Jesus’ kingdom is also different in the way that it grows. When earthly kingdoms or nations want to expand, they use military might to take land from other nations. The other nations are subjugated against their will. They are forced to obey. Look at how Jesus’ kingdom is expanded: “He will proclaim peace to the nations.” It is through the proclamation of peace, namely, the proclamation of the peace that Jesus brings. We find this proclamation of peace in his holy Word. People are not added to Christ’s kingdom against their will, but rather through the working of the Holy Spirit through the Means of Grace, that is, the Gospel in Word and Sacrament. Through the working of the Holy Spirt, faith is created in the heart. When faith is created, we become members of his kingdom. God doesn’t drag anyone kicking and screaming into his kingdom. Rather, through the gentle message of the Gospel, he tenderly invites us to be citizens in his kingdom.

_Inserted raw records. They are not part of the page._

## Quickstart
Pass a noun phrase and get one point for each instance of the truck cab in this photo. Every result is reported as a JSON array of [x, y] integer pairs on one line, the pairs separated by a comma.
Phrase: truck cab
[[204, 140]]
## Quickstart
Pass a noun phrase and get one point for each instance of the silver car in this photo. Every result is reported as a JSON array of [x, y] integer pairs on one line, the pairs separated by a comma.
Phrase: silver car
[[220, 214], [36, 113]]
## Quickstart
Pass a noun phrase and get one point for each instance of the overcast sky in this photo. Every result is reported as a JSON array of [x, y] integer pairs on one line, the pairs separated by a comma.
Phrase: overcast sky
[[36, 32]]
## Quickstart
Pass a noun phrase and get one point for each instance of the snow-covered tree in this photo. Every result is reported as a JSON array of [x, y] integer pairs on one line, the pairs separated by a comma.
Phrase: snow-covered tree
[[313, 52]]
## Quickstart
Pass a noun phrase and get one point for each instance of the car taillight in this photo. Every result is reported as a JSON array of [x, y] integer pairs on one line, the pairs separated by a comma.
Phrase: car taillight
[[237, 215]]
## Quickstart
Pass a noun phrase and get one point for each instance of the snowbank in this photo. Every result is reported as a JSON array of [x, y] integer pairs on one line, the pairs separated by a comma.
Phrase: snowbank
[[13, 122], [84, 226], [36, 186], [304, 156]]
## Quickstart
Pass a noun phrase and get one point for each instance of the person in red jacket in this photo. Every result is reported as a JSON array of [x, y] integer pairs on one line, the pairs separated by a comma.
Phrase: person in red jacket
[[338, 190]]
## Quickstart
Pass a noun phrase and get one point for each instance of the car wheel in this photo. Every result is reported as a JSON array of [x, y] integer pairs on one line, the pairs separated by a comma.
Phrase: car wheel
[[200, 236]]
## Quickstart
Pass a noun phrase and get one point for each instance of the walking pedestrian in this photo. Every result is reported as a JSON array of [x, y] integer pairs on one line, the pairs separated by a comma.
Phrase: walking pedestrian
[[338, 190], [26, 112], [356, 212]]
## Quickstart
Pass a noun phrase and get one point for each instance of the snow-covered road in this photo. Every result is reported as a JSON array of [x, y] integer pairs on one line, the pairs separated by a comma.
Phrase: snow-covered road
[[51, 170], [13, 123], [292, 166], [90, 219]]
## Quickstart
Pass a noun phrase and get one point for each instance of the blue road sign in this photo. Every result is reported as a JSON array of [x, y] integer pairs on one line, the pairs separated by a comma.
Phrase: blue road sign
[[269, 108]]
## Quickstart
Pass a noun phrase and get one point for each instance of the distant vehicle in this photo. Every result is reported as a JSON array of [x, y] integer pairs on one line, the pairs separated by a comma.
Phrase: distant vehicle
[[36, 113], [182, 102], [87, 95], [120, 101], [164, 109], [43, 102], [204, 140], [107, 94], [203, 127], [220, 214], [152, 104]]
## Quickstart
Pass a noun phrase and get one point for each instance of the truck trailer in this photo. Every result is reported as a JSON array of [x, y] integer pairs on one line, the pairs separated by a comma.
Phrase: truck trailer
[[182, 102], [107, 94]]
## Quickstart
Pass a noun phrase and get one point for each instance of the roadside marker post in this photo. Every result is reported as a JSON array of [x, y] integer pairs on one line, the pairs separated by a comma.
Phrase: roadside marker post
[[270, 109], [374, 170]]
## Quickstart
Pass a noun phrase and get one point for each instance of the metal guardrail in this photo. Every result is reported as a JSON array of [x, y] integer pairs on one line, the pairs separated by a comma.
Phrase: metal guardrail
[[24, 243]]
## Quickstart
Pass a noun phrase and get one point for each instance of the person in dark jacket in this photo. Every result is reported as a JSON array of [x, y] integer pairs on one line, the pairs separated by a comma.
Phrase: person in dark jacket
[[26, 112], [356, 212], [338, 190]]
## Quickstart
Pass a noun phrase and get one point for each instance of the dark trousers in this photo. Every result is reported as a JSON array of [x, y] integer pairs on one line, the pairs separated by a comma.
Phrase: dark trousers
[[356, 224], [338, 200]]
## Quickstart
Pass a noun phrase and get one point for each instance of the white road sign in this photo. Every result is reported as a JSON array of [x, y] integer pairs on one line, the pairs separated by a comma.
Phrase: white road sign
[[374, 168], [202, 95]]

A third difference in the kingdoms is the scope or size of these kingdoms. It was said that the sun never set on the British Empire. It was a bit of an overstatement, but it was so large that you could find their holdings throughout the world. However, as large and grand as it was, it soon fell apart. Look at the size of this kingdom: “His rule will extend from sea to sea and from the River to the ends of the earth.” A true worldwide kingdom is being described here. Every single time a person is brought to faith, they become a member of Christ’s kingdom. It doesn’t matter where they are from, here in the United States or in far-off lands such as Japan and Russia. Wherever the word of peace is proclaimed, the Holy Spirit can work faith in the heart of the hearer. What we have here is a preview of Christ’s Great Commission to the Church, when he said, “Go and make disciples of all nations, baptizing them in the name of the Father, and of the Son, and of the Holy Spirit, and teaching them to obey everything I have commanded you.” Through this message, people are brought into his kingdom. Jesus’ kingdom is different from all other kingdoms, because of the peace that it enjoys, because of the means by which it grows, and because of its scope and size.

Is it any wonder, then, that the people of Jerusalem were encouraged by Zechariah to shout and rejoice? Can we do any less? Today, as we observe the events of Palm Sunday, let us join the crowds of Jerusalem in singing our Hosannas to the king. As we follow Jesus this week, observing all that he endured for our salvation, may it be that we are moved to rejoice with our whole lives. As we gather on Easter and hear the blessed news, “He is not here; he is risen.”, may we be filled with praise to our Lord. May our every day lives show the joy that fills our hearts as Christians as we behold the King. Amen.